The Federal Trade Commission embarrassed the marketing community with its report on how producers of violence-themed movies, video games and records have casually promoted them to younger teens (and even used sub-teens as research targets) -- while at the same time advising parents through their industries' voluntary ratings program that the products may not be appropriate for such kids. It was a blow to the business executives and trade association leaders who constantly struggle to convince skeptical politicians and hostile consumerists that self-regulation is a real option to more laws and regulations.

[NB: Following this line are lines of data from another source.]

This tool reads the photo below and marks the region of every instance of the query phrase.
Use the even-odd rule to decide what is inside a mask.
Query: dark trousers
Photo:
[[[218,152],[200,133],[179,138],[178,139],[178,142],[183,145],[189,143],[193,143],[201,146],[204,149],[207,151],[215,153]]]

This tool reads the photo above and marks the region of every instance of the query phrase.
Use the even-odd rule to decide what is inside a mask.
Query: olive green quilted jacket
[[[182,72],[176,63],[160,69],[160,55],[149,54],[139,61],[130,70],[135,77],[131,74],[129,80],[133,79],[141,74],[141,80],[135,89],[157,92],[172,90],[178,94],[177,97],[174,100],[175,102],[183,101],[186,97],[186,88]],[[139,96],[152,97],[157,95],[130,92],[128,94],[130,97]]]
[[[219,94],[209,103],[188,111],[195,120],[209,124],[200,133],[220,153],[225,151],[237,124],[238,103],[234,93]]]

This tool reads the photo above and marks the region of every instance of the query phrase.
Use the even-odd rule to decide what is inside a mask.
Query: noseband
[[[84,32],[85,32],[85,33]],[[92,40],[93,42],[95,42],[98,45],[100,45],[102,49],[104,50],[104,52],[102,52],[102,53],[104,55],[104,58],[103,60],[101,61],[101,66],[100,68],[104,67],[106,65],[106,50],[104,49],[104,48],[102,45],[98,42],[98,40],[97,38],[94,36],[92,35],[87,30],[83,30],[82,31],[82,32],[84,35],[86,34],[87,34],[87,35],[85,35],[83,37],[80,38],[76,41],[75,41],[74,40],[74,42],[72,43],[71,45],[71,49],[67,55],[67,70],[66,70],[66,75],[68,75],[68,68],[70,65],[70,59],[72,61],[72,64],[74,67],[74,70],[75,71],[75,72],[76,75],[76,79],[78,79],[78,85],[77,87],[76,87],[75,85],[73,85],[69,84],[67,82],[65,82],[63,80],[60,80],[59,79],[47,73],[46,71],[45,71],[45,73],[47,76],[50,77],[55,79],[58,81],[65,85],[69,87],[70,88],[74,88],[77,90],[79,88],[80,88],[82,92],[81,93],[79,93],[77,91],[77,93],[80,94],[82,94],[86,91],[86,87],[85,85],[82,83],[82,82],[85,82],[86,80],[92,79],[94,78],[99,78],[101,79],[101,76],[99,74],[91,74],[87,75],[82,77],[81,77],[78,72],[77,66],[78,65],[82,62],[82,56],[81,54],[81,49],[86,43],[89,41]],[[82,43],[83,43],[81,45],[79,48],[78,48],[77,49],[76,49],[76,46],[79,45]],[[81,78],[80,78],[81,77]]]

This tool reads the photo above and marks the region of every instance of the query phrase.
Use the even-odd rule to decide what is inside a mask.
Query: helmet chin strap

How much of a setback the FTC report will be for ad industry credibility is not clear. But the public has been primed, first by revelations about youth-oriented tobacco marketing and now by these "inside Hollywood" tales, to question the ethics of marketers when it comes to selling to young people. With parents wondering what else may be going on, Mrs. Clinton last month vowed to try to reignite a debate in Congress on whether all forms marketing to very young kids is an "unfair" business practice that ought to be banned (see Forum, P. 58).
Should that attack materialize, marketers have a job ahead to reestablish the credibility of self-regulation. Some film marketers and media companies are trying to respond. What's needed is quick and firm action to show business means business when it come to drafting -- and honoring -- self-regulatory restrictions that recognize the special issues of selling to kids and young teens. Anything short of that is not enough.